De hecho, ha ironizado con que "si fuera un evento con gran potencial comercial" se desarrollaría en el entorno del centro Rio Shopping, en Arroyo de la Encomienda, "y se cortaría el aparcamiento y los accesos y después irían todos los corredores al centro comercial a comprar", pero ha concluido al señalar que si la prueba se hiciera en esa zona del centro comercial de Arroyo esos comercios "también se quejarían".

 

El primer edil ha reprochado que la Federación de Atletismo "considere que puede decidir libremente a qué hora y en qué lugar puede hacer la carrera", pero ha recordado que el Ayuntamiento ha aportado en los últimos años un patrocinio de 2.000 euros y los agentes de la Policía Municipal "han hecho horas extra" para atender los cortes de tráfico y garantizar la seguridad de la prueba.

 

Por ello, el Consistorio ha tratado de "aplicar un mínimo de sentido común" y ha tomado una decisión "con respaldo de los informes de los técnicos de Movilidad", lo que "no es un capricho", sino una decisión "muy fundada" con "un mínimo de sentido común" y en la que se ha llevado a cabo un "ejercicio claro de defensa de los intereses generales de la ciudad".

 

En este sentido, ha añadido que esos intereses "son los de los comerciantes, los vecinos, los hosteleros y los que venden en el Mercado del Val".

 

Así, el alcalde ha recalcado que el día 30 de diciembre "el centro no necesita ningún aditivo", pues entiende que "ya hay una decoración y unas luces de Navidad" en las que el Ayuntamiento gasta un dinero.
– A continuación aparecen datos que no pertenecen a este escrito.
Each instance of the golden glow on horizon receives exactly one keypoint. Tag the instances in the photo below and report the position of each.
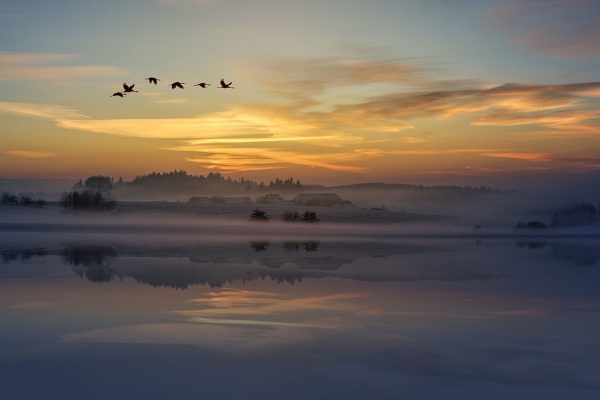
(418, 130)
En su opinión, es un día que "se presta a comprar" y en el que "lo único que necesita la ciudad a esa hora es que se pueda ir por ella con normalidad".

 

Sin embargo, ha incidido en que el corte del centro de la ciudad durante la prueba no sólo afecta al tráfico de vehículo privado, como sucede con los cierres por contaminación, sino también a los autobuses y a los peatones.

 

En definitiva, Puente ha reiterado que la San Silvestre "ese día, a esa hora y en ese lugar no es posible" y ha explicado que si se propone en un día festivo "no hay problema", o si se plantea otra ruta "se valorará y analizará".